Вернулся Иван в избу. Одного брата пнул, другого толкнул, насилу растолкал, братья встали. А как встали, и глаза у них на лоб полезли. Смотрят — нет на избе крыши, нет стены от пола до потолка. Взял Иван братьев за руки, повел их в сарай и показал им коней и головы и рассказал, что с ним приключилось за это время.
Собрались братья сено косить и пошли запрягать лошадей. Федор запряг тройку, Василий — шестерку, Иван — девять коней. Нагрузили возы сеном. Иван говорит братьям:
— Я три ночи не спал, лягу на сене, посплю, а вы последите, чтобы мои лошади не отстали.
— Ну, ладно.
Иван зарылся в сено и заснул. А братья зашептались:
— Давай Ивана убьем. Тогда девять коней нашими будут. И не станет хвастаться Иван, что Гундыров он убил, пока мы спали, и не только девять коней, честь-слава будет нашей.
А Василий-царевич говорит:
— Зачем убивать Ивана. Давай-ка ему ноги отрежем и хватит.
Так и сделали братья. Девять коней себе взяли, а Ивана самого сбросили с телеги. А он после трех бессонных ночей так крепко спал, что ничего не слышал. Братья ему ноги отрубили и ускакали. Проснулся Иван, бормочет:
— Ах, ты, вот беда, ногу отсидел. И братьев нет, ни телеги, ни лошадей не видно.
Но увидел: ноги отрублены, и заплакал.
Потом вытер слезы, взял валявшиеся поблизости ноги и пополз к реке.
— Эх, — говорит, — была бы лодка, или хотя бы плот, даже бревно, чтобы мог я поплыть по волнам.
Смотрит, и впрямь: плывет по реке бревно. И не просто плывет, а к нему приближается.
Сел Иван на бревно и поплыл куда глаза глядят. Плыл он день и два, и три. Глядь, вдали избушка виднеется. А на чердаке у открытого окна стоит красавица, косы по ветру вьются, блестят, будто солнечные лучи. Узнала она Ивана-царевича, принялась ему платком махать.
— Я, — кричит, — тебя и безногого люблю!
Тогда Иван-царевич приказал бревну:
— К красавице плыви, мое бревно!
Только проговорил Иван эти слова, бревно повернуло и остановилось возле самого окошка. Слез он с бревна и стал карабкаться-ползти к избушке. Вдруг оттуда выскочила не девушка, а ведьма. Глянула на Ивана да как закричит:
— Что тебе надо? Это ты убил моего мужа и двух братьев? Ну, берегись!
Понял Иван, что перед ним Ёма, вдова девятиголового Гундыра. А ведьма схватила бедного Ивана-царевича и давай бить. Иван-царевич как может обороняется. Била, била, устала. Потом говорит:
— Ладно, давай отдохнем.
Ёма пошла вниз, чтоб томва-ловва (живую воду) выпить, что силу придает. А с чердака девушка стала кричать Ивану:
— Иван-царевич, Ёма томва-ловва, молодильной воды выпить хочет. Когда она второй раз пойдет отдыхать, я тебе вынесу томва-ловва, ты свои ноги обратно приклеишь.
Вернулась Ёма, и опять стали они биться. Царевича Ёма так и треплет! Туго ему стало.

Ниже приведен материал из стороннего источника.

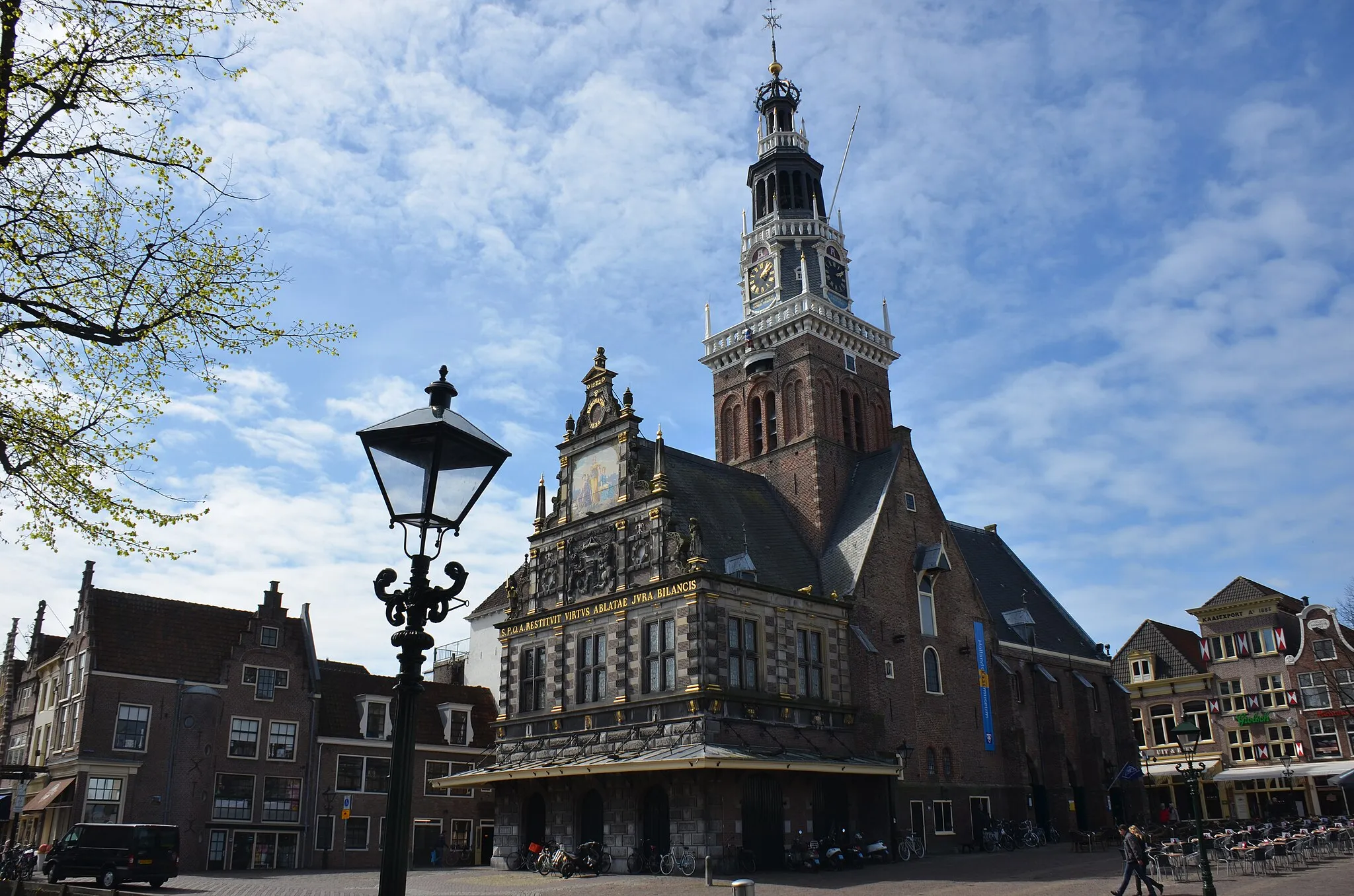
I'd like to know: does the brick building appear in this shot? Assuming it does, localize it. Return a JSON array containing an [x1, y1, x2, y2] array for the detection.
[[1115, 577, 1354, 820], [443, 49, 1132, 865], [1285, 604, 1354, 815], [311, 661, 497, 868]]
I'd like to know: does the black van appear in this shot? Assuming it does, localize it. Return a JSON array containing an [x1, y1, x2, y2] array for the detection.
[[44, 824, 179, 889]]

— Давай же, — говорит он, — отдохнем.
Согласилась ведьма, пошла отдыхать. А в это время девушка спустила Ивану-царевичу кувшин с чердака, и он напился досыта томва-ловва, омыл этой водой свои ноги, они опять приросли и крепче прежнего стали. Допил Иван томва-ловва и стали биться с ведьмой. Схватил Иван-царевич Ёму за косу и давай прутом стегать. Уже побеждать стал ее. Да тут Ёма взмолилась:
— Отдохнем еще час, я схожу еще попью!
И она пошла в подвал.
А девушка кричит сверху с чердака:
— Я дам тебе железный крюк. Если полезет Ёма ко мне на чердак, зацепи крюком сарафан, сдерни ее вниз, и помешай ведьме убить меня.
А Ёма в подвале увидала, что бочонок опустел, живая вода исчезла. Рассердилась ведьма на девушку, поняла, что она воду взяла.

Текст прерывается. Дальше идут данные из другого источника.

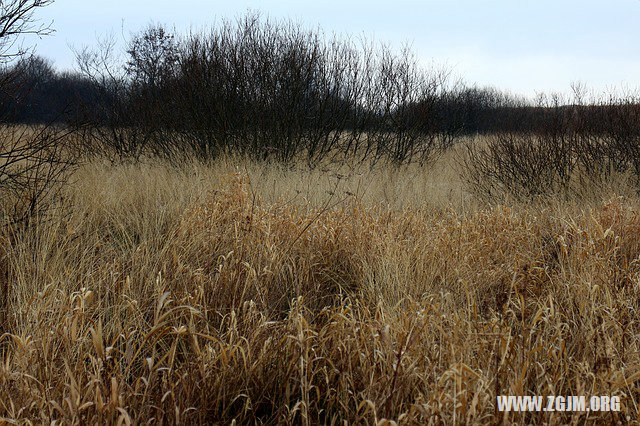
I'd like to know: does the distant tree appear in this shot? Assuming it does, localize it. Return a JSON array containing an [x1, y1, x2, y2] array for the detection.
[[126, 24, 178, 87]]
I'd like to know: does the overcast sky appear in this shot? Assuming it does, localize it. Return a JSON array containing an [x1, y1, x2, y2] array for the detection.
[[27, 0, 640, 95]]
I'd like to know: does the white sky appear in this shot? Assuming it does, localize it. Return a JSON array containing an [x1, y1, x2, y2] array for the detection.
[[25, 0, 640, 95]]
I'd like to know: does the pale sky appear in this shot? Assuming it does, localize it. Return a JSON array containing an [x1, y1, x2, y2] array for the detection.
[[25, 0, 640, 95]]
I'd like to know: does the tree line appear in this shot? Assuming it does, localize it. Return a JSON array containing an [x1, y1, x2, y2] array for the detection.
[[0, 13, 635, 163]]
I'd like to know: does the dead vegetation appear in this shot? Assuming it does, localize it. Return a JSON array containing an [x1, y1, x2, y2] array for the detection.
[[0, 156, 640, 424]]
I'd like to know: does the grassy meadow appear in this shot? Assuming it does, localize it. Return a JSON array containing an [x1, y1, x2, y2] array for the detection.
[[0, 141, 640, 425]]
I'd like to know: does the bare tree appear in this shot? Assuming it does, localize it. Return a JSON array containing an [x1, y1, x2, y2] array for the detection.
[[0, 0, 53, 63]]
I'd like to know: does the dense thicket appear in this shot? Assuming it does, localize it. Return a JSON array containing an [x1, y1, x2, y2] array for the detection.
[[0, 14, 640, 198]]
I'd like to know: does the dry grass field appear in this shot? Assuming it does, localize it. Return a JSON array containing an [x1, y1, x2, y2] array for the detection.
[[0, 145, 640, 424]]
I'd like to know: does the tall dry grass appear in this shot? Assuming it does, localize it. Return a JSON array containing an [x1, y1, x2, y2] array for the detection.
[[0, 153, 640, 424]]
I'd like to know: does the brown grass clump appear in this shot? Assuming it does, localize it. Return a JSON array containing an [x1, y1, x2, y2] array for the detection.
[[0, 158, 640, 424]]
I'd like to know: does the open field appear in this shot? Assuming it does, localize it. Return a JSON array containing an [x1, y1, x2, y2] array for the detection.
[[0, 147, 640, 424]]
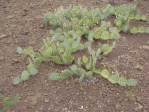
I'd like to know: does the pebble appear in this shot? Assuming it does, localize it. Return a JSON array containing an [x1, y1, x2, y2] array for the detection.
[[0, 34, 8, 39], [135, 102, 143, 112], [0, 56, 5, 61], [142, 45, 149, 50], [44, 98, 49, 103]]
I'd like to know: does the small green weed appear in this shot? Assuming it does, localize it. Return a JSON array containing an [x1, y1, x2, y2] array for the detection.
[[13, 4, 149, 86]]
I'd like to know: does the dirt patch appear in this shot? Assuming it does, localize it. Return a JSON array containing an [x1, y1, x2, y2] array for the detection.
[[0, 0, 149, 112]]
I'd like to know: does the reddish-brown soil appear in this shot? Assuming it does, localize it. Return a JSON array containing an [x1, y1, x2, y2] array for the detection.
[[0, 0, 149, 112]]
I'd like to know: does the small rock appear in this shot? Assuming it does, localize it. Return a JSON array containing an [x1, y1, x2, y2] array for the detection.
[[22, 9, 28, 16], [22, 31, 29, 35], [39, 24, 44, 29], [0, 34, 8, 39], [7, 15, 14, 19], [0, 56, 5, 61], [142, 45, 149, 50], [135, 102, 143, 111], [135, 64, 143, 71], [44, 98, 49, 103]]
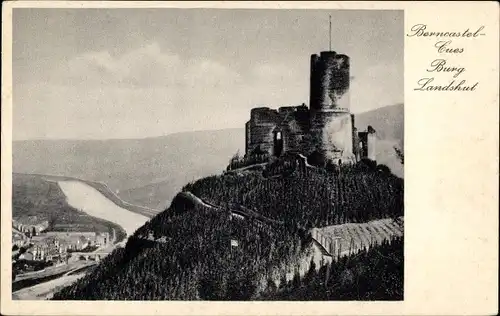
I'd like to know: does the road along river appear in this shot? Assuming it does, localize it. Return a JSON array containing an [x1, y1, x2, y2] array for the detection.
[[12, 180, 149, 300]]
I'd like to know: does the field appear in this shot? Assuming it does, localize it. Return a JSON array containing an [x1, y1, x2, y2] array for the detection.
[[12, 174, 124, 236], [319, 217, 404, 253]]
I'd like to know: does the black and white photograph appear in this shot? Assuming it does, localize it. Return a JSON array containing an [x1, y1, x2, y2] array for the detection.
[[9, 8, 404, 301]]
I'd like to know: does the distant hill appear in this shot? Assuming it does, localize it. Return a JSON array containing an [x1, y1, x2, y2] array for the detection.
[[12, 174, 126, 240], [13, 129, 245, 210], [54, 163, 404, 300], [13, 104, 404, 210]]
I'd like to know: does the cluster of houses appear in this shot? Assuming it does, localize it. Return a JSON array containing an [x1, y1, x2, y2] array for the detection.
[[12, 218, 112, 261]]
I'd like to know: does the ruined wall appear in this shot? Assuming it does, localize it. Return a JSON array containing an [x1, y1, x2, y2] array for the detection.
[[311, 111, 355, 163], [245, 105, 309, 155], [246, 108, 279, 155], [310, 52, 350, 112], [367, 133, 377, 161]]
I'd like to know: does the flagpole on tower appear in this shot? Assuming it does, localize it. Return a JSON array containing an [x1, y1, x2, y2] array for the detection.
[[328, 15, 332, 51]]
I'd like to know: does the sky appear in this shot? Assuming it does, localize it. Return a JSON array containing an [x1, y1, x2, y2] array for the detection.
[[12, 8, 404, 140]]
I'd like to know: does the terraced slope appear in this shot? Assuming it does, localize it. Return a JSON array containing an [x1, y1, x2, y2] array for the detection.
[[313, 216, 404, 257]]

— Как ты смела дать Ивану живую воду! А? — взвизгнула Ёма и бросилась, будто кошка, на стенку. А Иван схватил железный крюк, изловчился, зацепил крюком Ёмин сарафан, сдернул ведьму вниз и бросил в речной омут. Там Ёме и конец пришел.
В это время застучали лошадиные подковы. Побежала девушка, заперла конюшню. Боялась, что конь колдуньи их растопчет…

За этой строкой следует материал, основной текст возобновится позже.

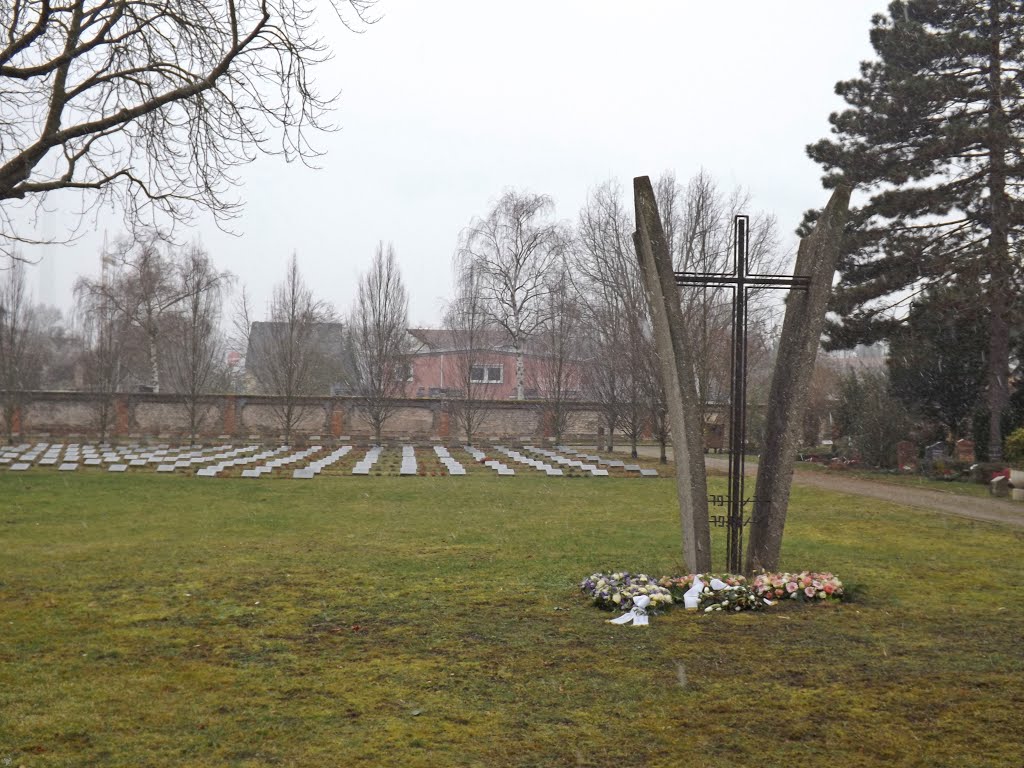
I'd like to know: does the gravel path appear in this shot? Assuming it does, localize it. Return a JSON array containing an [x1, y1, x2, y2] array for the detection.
[[610, 446, 1024, 528]]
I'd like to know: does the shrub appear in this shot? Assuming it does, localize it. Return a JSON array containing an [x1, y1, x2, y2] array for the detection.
[[1002, 427, 1024, 464]]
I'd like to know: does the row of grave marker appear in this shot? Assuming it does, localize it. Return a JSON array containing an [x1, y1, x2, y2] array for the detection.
[[0, 443, 657, 479]]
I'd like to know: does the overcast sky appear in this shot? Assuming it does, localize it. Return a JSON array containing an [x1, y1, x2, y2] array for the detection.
[[22, 0, 885, 326]]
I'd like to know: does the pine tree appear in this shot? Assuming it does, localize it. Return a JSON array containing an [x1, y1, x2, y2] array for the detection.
[[888, 288, 989, 440], [808, 0, 1024, 459]]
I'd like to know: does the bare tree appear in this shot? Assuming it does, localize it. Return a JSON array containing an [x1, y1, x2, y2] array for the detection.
[[531, 262, 583, 442], [0, 258, 39, 442], [350, 243, 410, 444], [246, 254, 342, 441], [572, 181, 656, 456], [444, 264, 496, 444], [0, 0, 373, 257], [168, 246, 230, 444], [459, 189, 567, 400], [75, 272, 131, 440], [78, 231, 221, 392]]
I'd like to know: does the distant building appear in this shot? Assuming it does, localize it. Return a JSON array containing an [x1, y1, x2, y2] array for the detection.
[[409, 328, 573, 400]]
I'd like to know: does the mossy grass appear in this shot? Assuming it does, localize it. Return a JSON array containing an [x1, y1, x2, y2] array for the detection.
[[0, 471, 1024, 768]]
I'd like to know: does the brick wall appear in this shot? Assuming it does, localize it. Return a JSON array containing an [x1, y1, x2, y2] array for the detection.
[[0, 392, 600, 442]]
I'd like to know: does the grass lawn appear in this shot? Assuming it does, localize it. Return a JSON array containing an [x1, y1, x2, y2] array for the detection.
[[6, 471, 1024, 768], [797, 462, 991, 499]]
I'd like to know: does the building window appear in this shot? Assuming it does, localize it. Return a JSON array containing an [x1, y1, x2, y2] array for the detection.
[[469, 365, 505, 384]]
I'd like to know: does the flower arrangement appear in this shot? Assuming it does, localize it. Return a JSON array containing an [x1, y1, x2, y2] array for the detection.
[[658, 573, 771, 613], [751, 570, 844, 602], [580, 571, 672, 612], [580, 570, 845, 613], [657, 573, 746, 600]]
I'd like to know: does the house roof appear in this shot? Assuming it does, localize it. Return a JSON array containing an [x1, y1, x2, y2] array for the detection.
[[409, 328, 511, 352]]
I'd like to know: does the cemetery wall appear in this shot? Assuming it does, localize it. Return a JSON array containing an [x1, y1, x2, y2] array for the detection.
[[0, 392, 600, 442]]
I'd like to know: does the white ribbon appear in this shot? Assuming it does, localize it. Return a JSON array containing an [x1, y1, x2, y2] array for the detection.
[[608, 595, 650, 627], [683, 577, 703, 610]]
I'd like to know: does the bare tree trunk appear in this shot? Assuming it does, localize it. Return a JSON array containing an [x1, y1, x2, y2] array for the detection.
[[515, 341, 526, 400]]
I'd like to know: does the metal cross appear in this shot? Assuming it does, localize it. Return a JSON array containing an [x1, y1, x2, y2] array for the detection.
[[675, 214, 811, 573]]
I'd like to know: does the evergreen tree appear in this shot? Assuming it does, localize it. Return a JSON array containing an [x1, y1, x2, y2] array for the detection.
[[808, 0, 1024, 459], [888, 288, 988, 440]]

Вышла красавица к Ивану и рассказала царевичу, как хотел взять ее в жены шестиголовый Гундыр, да она не согласилась. И держали ее Гундыры здесь взаперти на чердаке.
— Ты моя невеста, — сказал Иван, — поедем к моим родителям.
Иван-царевич и девушка положили в лодку меха, золото и добро Гундыров, поплыли на родину Ивана-царевича.
Плыли, плыли, к кузнецу приплыли.
— Ну, — говорит Иван, — что заплатили мои братья?
— Они, — изумился кузнец, — и не заходили.